Simon Clarke got into the break to turn the team's fortunes around from the unlucky last few stages where they lost van Garderen and Woods lost stacks of time on GC. He tried the first attack of the breakaway, but must have cooked himself a bit in the process and ended up ninth.

Best Results: Rigoberto Uran 8th overall

15. Movistar (up one position)

Marc Soler was the final addition to the break, having to bridge a gap of forty seconds to make the juncture, which probably took it out of him when it came to contesting the stage finish, ending up with sixth overall despite probably being the classiest climber there.

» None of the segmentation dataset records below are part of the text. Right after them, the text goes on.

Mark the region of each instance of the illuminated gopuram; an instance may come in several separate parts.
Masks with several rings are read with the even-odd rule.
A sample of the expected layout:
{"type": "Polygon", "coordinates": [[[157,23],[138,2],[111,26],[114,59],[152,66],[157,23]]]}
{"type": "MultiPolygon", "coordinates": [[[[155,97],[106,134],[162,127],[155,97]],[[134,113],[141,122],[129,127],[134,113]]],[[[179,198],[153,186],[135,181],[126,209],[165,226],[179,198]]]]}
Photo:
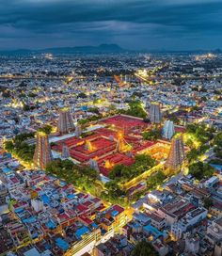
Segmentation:
{"type": "Polygon", "coordinates": [[[150,120],[153,123],[161,123],[160,104],[152,103],[150,107],[150,120]]]}
{"type": "Polygon", "coordinates": [[[74,122],[70,110],[68,108],[61,109],[59,111],[59,118],[57,121],[57,132],[64,135],[73,130],[74,122]]]}
{"type": "Polygon", "coordinates": [[[171,139],[175,134],[174,124],[172,120],[166,120],[162,131],[163,137],[171,139]]]}
{"type": "Polygon", "coordinates": [[[182,137],[175,137],[172,139],[168,157],[165,163],[165,168],[177,170],[185,159],[185,151],[182,137]]]}
{"type": "Polygon", "coordinates": [[[53,160],[53,155],[49,144],[48,135],[39,132],[37,134],[37,144],[34,152],[33,162],[37,168],[45,168],[53,160]]]}

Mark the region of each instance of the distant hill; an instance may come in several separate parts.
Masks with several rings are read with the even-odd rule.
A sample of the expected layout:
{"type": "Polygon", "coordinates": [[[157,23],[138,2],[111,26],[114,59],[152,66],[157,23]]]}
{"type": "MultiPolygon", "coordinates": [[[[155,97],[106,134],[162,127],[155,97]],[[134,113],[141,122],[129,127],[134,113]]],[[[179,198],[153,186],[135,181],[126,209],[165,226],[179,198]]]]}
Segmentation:
{"type": "Polygon", "coordinates": [[[118,44],[101,44],[99,46],[75,46],[75,47],[57,47],[40,50],[18,49],[12,51],[0,51],[0,55],[31,55],[31,54],[111,54],[129,52],[118,44]]]}

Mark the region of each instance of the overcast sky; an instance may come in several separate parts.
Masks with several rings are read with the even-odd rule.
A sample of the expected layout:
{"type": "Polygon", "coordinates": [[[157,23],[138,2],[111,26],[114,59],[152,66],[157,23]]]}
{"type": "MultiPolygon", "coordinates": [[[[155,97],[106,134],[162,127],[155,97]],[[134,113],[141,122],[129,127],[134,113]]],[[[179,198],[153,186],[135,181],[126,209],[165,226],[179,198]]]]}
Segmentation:
{"type": "Polygon", "coordinates": [[[222,0],[0,0],[0,49],[222,48],[222,0]]]}

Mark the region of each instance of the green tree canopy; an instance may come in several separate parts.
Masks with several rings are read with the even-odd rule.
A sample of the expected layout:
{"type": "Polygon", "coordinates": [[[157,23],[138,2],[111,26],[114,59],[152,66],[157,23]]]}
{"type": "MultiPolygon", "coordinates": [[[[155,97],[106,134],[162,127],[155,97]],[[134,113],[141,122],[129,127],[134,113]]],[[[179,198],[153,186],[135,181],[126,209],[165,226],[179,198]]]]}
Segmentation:
{"type": "Polygon", "coordinates": [[[131,256],[158,256],[158,252],[154,249],[151,244],[143,240],[138,242],[134,250],[131,252],[131,256]]]}

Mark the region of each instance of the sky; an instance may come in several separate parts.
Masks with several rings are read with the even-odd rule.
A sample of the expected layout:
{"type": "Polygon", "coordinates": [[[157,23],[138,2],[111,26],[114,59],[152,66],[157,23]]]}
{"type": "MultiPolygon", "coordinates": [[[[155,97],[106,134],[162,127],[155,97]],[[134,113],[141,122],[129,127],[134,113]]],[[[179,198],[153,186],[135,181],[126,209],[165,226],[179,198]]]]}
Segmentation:
{"type": "Polygon", "coordinates": [[[222,49],[222,0],[0,0],[0,50],[222,49]]]}

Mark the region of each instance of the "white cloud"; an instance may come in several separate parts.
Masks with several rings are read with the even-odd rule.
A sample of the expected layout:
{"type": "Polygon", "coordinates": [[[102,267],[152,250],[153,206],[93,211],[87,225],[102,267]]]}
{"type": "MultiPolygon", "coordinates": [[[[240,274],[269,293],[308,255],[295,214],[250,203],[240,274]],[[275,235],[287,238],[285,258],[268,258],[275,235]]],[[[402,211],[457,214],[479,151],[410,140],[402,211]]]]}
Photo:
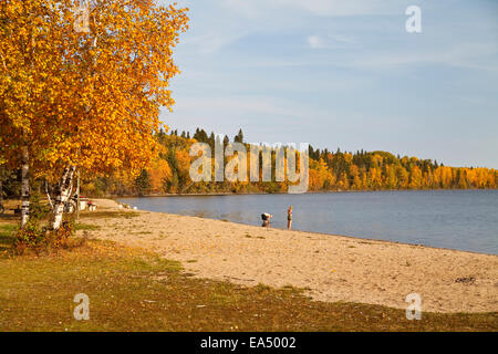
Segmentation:
{"type": "MultiPolygon", "coordinates": [[[[398,2],[398,1],[397,1],[398,2]]],[[[314,15],[366,15],[392,13],[395,0],[224,0],[237,12],[256,17],[272,10],[298,10],[314,15]]]]}

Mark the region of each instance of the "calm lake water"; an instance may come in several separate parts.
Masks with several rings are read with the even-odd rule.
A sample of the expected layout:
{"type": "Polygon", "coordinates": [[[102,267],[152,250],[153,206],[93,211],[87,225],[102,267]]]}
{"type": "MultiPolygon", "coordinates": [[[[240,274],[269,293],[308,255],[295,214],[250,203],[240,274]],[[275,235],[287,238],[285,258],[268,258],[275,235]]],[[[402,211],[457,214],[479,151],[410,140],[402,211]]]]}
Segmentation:
{"type": "Polygon", "coordinates": [[[123,198],[142,210],[498,254],[498,190],[123,198]]]}

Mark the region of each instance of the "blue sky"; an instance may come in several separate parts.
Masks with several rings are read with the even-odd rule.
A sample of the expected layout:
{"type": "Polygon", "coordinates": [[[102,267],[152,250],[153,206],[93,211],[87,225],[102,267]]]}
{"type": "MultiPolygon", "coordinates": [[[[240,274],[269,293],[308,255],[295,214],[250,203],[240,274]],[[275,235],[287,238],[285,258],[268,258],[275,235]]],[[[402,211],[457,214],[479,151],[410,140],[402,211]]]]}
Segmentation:
{"type": "Polygon", "coordinates": [[[177,2],[173,128],[498,168],[498,1],[177,2]]]}

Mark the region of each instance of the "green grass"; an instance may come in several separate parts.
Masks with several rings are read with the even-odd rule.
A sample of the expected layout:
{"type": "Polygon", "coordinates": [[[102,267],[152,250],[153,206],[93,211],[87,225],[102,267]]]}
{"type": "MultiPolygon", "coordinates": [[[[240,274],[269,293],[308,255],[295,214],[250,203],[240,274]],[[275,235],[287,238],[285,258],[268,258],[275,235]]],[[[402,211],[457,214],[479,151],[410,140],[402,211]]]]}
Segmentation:
{"type": "MultiPolygon", "coordinates": [[[[0,225],[8,244],[12,225],[0,225]]],[[[89,240],[44,257],[0,258],[1,331],[498,331],[498,313],[423,313],[312,301],[292,285],[197,279],[141,249],[89,240]],[[73,319],[90,296],[90,321],[73,319]]]]}

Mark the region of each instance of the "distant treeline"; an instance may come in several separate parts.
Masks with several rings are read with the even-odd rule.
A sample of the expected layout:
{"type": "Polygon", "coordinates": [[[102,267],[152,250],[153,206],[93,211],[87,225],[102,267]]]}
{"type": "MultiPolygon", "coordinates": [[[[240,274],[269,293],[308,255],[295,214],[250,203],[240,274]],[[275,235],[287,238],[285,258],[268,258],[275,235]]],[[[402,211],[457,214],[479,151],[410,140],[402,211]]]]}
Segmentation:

Best Results: Nairo Quintana 16th overall; Mikel Landa 17th overall

16. Astana (down one position)

Astana's tactics are a bit mind-boggling, they have all these great riders in the hills, but going into stages where a breakaway win is a real possibility they refuse to put anyone in the move.

Best Results: Jakob Fuglsang 9th overall

17. Dimension Data (same)

Edvald Boasson Hagen was the initiator of the move and the first one dropped from it. 

Best Results: Giacomo Nizzolo 4th- Stage 1

18. Cofidis (same)

Jesus Herrada got himself into the right move, but was well below where you'd expect a rider of his ability to be when the going got tough.

19. AG2R-La Mondiale (up three positions)

Finally some life from AG2R as Oliver Naesen got himself in an attack and took fourth place after a hard day of fighting in the finale.

20. Team Arkea-Samsic (same)

Anthony Delaplace got his highest ever stage finish at the Tour de France with his 10th place.

And yes that is also Arkea-Samsic's highest place finish of the 2019 race.

21. Total Direct Energie (same)

Romain Sicard was twelfth for Total Direct Energie, again their highest placing in the race.

Direct Energie have also committed the sin of not being particularly active in the breakaways in the first nine stages, but at least they've been present in the past two hilly ones that have suited their riders better. 

22. Katusha-Alpecin (down three positions)

Nils Pollitt was the first one off the front of the peloton in the stage, but he didn't make the move when it went. He's also been the only Katusha-Alpecin rider sighted all race. Don't understand what they are doing.

After a good TTT, they have done nothing.